Norwich City finally secured their Premier League status for another year this afternoon as Chelsea hammered West London neighbours QPR 6-1 – and, therefore, ensured that the Rs could not over-haul the Norfolk side.
With Wolves already condemned to the drop and Blackburn Rovers likewise unable to match Norwich’s 43-point haul, the maths now says all that City fans wish to hear – that the club will be playing host to Messrs van Persie, Suarez, Tevez and Rooney again next season.
Come what may over City’s final two games of the season – away to Arsenal and at home to Aston Villa – Norwich have achieved what they set out to do last August and will be in the Premier League come 2012-13.
It is now up to Rovers, Bolton, Wigan, QPR and Villa to scrabble their way to safety over the last two weeks of the season. The fact that Villa now face Spurs before heading to Carrow Road on the final day of the season won’t ease their nerves. Wigan and Bolton appear to have the wind in their sails; QPR and Villa quite the opposite.

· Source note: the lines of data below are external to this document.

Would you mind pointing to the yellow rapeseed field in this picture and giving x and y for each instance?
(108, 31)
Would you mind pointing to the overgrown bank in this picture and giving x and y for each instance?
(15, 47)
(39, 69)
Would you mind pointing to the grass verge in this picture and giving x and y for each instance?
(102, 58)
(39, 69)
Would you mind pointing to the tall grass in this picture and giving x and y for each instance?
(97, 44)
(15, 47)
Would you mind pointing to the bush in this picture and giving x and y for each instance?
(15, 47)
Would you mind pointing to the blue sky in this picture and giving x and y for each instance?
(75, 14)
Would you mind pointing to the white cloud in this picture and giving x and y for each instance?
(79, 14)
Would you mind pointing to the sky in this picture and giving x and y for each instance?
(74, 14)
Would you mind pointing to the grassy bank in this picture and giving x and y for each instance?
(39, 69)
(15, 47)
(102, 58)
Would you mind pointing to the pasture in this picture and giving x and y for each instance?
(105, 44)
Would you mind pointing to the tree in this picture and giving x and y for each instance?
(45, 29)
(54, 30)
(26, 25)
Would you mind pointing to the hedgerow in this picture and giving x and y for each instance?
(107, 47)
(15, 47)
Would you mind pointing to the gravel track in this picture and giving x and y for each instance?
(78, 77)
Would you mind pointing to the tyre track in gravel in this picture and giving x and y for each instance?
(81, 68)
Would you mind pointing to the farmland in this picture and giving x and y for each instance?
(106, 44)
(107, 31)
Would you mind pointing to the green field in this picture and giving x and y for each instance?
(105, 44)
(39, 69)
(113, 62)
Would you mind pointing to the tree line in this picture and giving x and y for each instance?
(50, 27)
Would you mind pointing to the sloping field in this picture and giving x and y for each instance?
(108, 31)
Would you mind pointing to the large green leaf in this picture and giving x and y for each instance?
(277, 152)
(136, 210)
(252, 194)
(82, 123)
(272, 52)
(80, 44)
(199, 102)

City boss Paul Lambert has long insisted that avoiding relegation in their first season back in the top flight surpasses any of his previous achievements – be it promotion out of League One at the first time of asking or, indeed, promotion out of The Championship a year later. And both by the automatic door, too.
No lottery of the play-offs for Lambert and Co.

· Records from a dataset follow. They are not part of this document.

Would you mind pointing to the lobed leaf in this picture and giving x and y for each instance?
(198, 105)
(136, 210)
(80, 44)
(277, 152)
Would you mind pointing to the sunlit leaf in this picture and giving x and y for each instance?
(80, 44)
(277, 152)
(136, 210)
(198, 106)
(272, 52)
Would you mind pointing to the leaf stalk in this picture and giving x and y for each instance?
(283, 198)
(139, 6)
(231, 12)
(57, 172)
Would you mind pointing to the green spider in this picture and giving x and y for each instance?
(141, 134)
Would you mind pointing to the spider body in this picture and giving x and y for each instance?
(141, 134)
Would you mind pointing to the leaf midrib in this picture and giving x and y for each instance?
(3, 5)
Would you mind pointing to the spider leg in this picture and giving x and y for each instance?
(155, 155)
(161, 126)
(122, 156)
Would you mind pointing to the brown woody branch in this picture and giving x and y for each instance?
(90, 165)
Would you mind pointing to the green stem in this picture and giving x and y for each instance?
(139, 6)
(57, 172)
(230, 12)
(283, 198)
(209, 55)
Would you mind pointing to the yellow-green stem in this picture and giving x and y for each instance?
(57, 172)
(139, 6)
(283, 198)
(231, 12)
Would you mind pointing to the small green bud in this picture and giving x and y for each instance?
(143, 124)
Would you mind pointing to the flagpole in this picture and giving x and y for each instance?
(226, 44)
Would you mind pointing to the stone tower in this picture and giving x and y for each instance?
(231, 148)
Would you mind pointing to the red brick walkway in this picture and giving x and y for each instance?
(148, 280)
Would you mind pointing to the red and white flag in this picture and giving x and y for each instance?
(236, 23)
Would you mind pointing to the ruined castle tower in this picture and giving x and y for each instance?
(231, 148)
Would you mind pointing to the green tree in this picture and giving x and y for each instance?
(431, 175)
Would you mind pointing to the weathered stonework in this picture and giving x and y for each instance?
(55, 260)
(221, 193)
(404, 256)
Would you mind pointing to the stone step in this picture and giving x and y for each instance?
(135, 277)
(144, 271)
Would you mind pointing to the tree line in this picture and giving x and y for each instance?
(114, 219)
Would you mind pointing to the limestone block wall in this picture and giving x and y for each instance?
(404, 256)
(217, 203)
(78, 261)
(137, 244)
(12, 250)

A year on and the Canaries have avoided the drop back to The Championship with two games to space – it is a remarkable feat with the level of opposition the Premier League offers merely demonstrated again this weekend with Liverpool’s comfortable 3-0 defeat of Lambert’s men.
It could have been worse with Jonjo Shelvey slamming a free, eight-yard header against the bar before missing a total sitter from no more than four-yards out as the Reds went through their FA Cup paces and in Luis Suarez offered another one of this season’s terrace villains in world class form.

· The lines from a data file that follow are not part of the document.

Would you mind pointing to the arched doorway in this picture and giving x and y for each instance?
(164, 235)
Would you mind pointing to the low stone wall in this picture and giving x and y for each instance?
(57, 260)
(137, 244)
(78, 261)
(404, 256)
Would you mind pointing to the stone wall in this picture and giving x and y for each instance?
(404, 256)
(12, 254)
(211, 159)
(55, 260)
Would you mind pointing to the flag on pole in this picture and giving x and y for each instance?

The third and final goal to complete his hat-trick – the inch-perfect, 55-yard lob following a tired slip from Elliott Ward – was sensational and proved, yet again, that the top six or seven teams remain in a league of their own.
It also highlighted just how good a performance Norwich’s 2-1 success at White Hart Lane was on Easter Monday – three points that effectively sealed their place back in the big-time next year.
The hope is that Lambert’s young squad can use this first year as a big, learning curve as they seek to avoid ‘second season syndrome’ come 2012-13 and repeat Spurs (a) on a more regular basis.
For the likes of Jonny Howson, Ryan and Elliott Bennett and Anthony Pilkington this year has to be their ‘bedding in’ season; next year and their challenge is to step up another gear and prove to be the real, Premiership deal.
Part of that learning curve will be gaining the physical and mental strength to deliver performances on a more consistent basis.
Come this, the ‘business end’, of the season and the big teams still have their foot on the gas; that the likes of Manchester City, Chelsea and Liverpool are delivering performances with the kind of intensity that wins silverware. There is a ruthlessness to their game that, invariably, only comes with big noughts salary-wise.
Wherein lies another of Norwich’s big challenges this summer.
But on that performance, Liverpool will push Chelsea hard at Wembley – irrespective of the Blues’ own surging form and their place in the Champions League final.
It is, in short, what marks out the good players from the great – and yesterday Liverpool had at least three, great players dominating in every department on the pitch.
“You have to try and keep learning – keep trying to improve,” said Lambert afterwards. “To try and do the best that they can. And they are young enough to do that.”
City, he added, have to remember just where they were three, short seasons ago.
“You’ve got to remember what’s happened here,” said the Scot, whose services are likely to be the subject of endless speculation this summer.
“I can’t be too critical of the players [today]. It’s not too often that I go away from here disappointed.”